Another whole section about color management belongs here. Maybe someday. This is an important and complex topic, the root issue being that you want to get something looking the way you want on your monitor and get as close to the same thing as possible on a print. Entire books have been written about this, and the topic is called color management.
What I do want to include is some information about online print services:
MPIX comes with glowing recommendations, but the two times I have tried to use them (well over a year apart), their image uploading scheme has given me headaches. This has led to my interest in WHCC. Stay tuned, I am pretty frustrated with MPIX.

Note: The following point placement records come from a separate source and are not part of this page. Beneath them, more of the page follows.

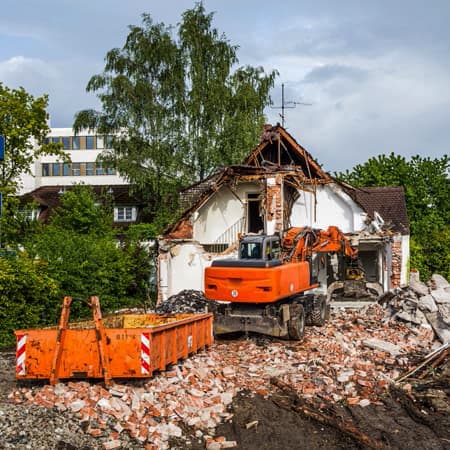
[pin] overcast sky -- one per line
(376, 73)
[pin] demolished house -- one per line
(280, 185)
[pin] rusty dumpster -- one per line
(125, 346)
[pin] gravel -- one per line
(187, 301)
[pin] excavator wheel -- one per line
(318, 314)
(296, 324)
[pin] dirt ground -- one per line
(280, 425)
(280, 421)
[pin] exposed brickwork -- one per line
(182, 231)
(275, 203)
(396, 267)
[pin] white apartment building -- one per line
(83, 150)
(50, 176)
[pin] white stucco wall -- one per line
(404, 274)
(182, 267)
(334, 207)
(221, 211)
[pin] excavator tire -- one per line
(318, 315)
(296, 324)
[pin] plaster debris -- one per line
(187, 301)
(421, 304)
(332, 363)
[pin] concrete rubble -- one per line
(420, 304)
(186, 301)
(352, 359)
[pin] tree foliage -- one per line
(24, 123)
(427, 191)
(29, 297)
(82, 253)
(176, 106)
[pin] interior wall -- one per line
(221, 211)
(334, 207)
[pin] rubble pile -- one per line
(420, 304)
(187, 301)
(353, 358)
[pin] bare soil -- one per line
(281, 421)
(282, 425)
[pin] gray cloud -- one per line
(332, 71)
(377, 73)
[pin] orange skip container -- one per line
(126, 346)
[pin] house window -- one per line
(66, 142)
(76, 169)
(76, 142)
(56, 169)
(124, 213)
(45, 170)
(29, 213)
(100, 142)
(66, 169)
(90, 142)
(90, 169)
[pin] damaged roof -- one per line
(387, 201)
(278, 147)
(279, 153)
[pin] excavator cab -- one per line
(260, 247)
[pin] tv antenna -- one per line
(287, 105)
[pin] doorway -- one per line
(255, 222)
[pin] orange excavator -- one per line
(279, 284)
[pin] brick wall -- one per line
(274, 202)
(396, 267)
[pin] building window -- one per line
(29, 213)
(76, 169)
(90, 142)
(66, 142)
(100, 142)
(124, 213)
(90, 169)
(56, 169)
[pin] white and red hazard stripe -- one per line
(145, 353)
(20, 354)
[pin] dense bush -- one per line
(29, 297)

I found the following guidelines about submitting images to MPIX on their Mpix-Pro sister website:
The short description of how to send images to them is that they want JPEG files only, sRGB, with as much resolution as you can give them. Their printers do 250 dots per inch.
They present a video on color management issues. A google search for something like "how to prepare files for mpix" will probably lead you to forum discussions that will be helpful.

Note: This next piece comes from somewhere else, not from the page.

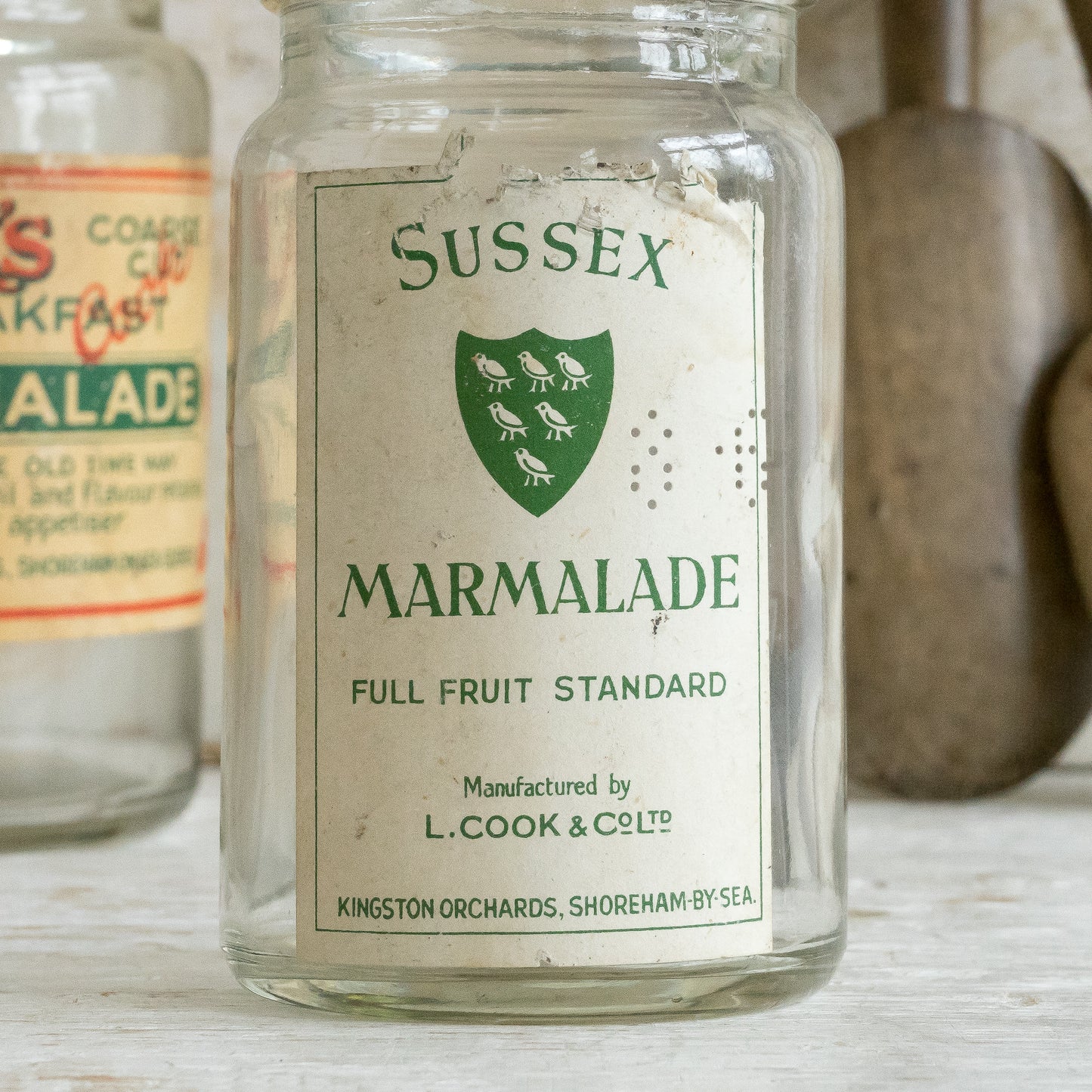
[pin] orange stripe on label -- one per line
(83, 610)
(156, 174)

In a nutshell, the video tells you to buy an use a monitor calibrator -- and this is good advice, it is the only way to have any confidence that what you see on your monitor will be what you will see on a print.
A good calibrator will cost perhaps $250. They used to recommend a product made by "Eye One", but in 2013 they began recommending the "Color Munki" product for reasons that are unknown to me.
You also need to do the right things about your ambient lighting, and let the calibrator calibrate for ambient light.
In photoshop, go to Color settings, select an sRGB workspace and convert to working sRGB, and turn on converstion warnings - save these settings as MPIX.
In Camera Raw, go to workflow and set color space to sRGB. Note that with the Eye One, MPIX recommends setting the White Point to 5000, Gamma to 2.2, and Luminance to 120. You will probably find that the Eye One recommends a quite low brightness (like 4/10), you should believe this advice.